More rarely, the bacteria can cause inflammation of the heart valves (endocarditis), bone infections, or encephalitis. People with weakened immune systems face the greatest risk for these severe complications, though they’ve also been documented in otherwise healthy individuals. For immunocompromised patients, the infection can be genuinely dangerous and even life-threatening.

How It’s Diagnosed

Doctors often suspect cat scratch disease based on the combination of a recent cat scratch, a wound that won’t heal, and swollen lymph nodes. To confirm it, they typically order a blood test that checks for antibodies your immune system produces in response to the bacteria. A high level of these antibodies strongly suggests an active or recent infection.

In cases where the diagnosis is uncertain, or when the infection has spread to organs like the heart, a more precise DNA-based test (PCR) can detect the bacteria directly in blood or tissue samples. This test is especially useful for identifying the exact species of Bartonella involved.

Treatment

Most healthy people don’t need antibiotics. The swollen lymph nodes gradually shrink, and the infection clears on its own. Warm compresses and over-the-counter pain relievers can help manage discomfort in the meantime.
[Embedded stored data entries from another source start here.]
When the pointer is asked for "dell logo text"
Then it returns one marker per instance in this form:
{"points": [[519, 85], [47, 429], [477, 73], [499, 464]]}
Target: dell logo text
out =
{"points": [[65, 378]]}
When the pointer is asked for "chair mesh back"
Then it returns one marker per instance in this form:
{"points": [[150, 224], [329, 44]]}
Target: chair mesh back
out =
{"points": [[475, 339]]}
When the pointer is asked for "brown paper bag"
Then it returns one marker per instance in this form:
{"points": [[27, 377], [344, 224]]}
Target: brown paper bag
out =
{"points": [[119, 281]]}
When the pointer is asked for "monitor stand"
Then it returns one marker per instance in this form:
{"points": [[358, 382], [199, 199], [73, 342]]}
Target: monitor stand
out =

When the infection is more severe, or in people with compromised immune systems, doctors prescribe antibiotics. The course typically lasts several weeks, and for immunocompromised patients, treatment may continue for three months or longer to prevent the infection from coming back. In rare cases involving heart valve infections, treatment can extend well beyond that and may require a combination of antibiotics.

Reducing Your Risk

Flea control is the single most effective prevention strategy. Keeping your cat on a regular flea prevention product breaks the transmission chain at its source. No vaccine exists for cats against this bacteria, so flea management is the primary tool.

Beyond flea control, a few simple habits make a difference. Wash cat scratches and bites promptly with soap and running water. Avoid rough play with cats, especially kittens, that could lead to scratches. Keeping cats indoors reduces their exposure to fleas and to feral cats that may carry the bacteria. If you’re immunocompromised, these precautions are especially worth taking seriously, since you’re the group most vulnerable to the infection’s worst outcomes.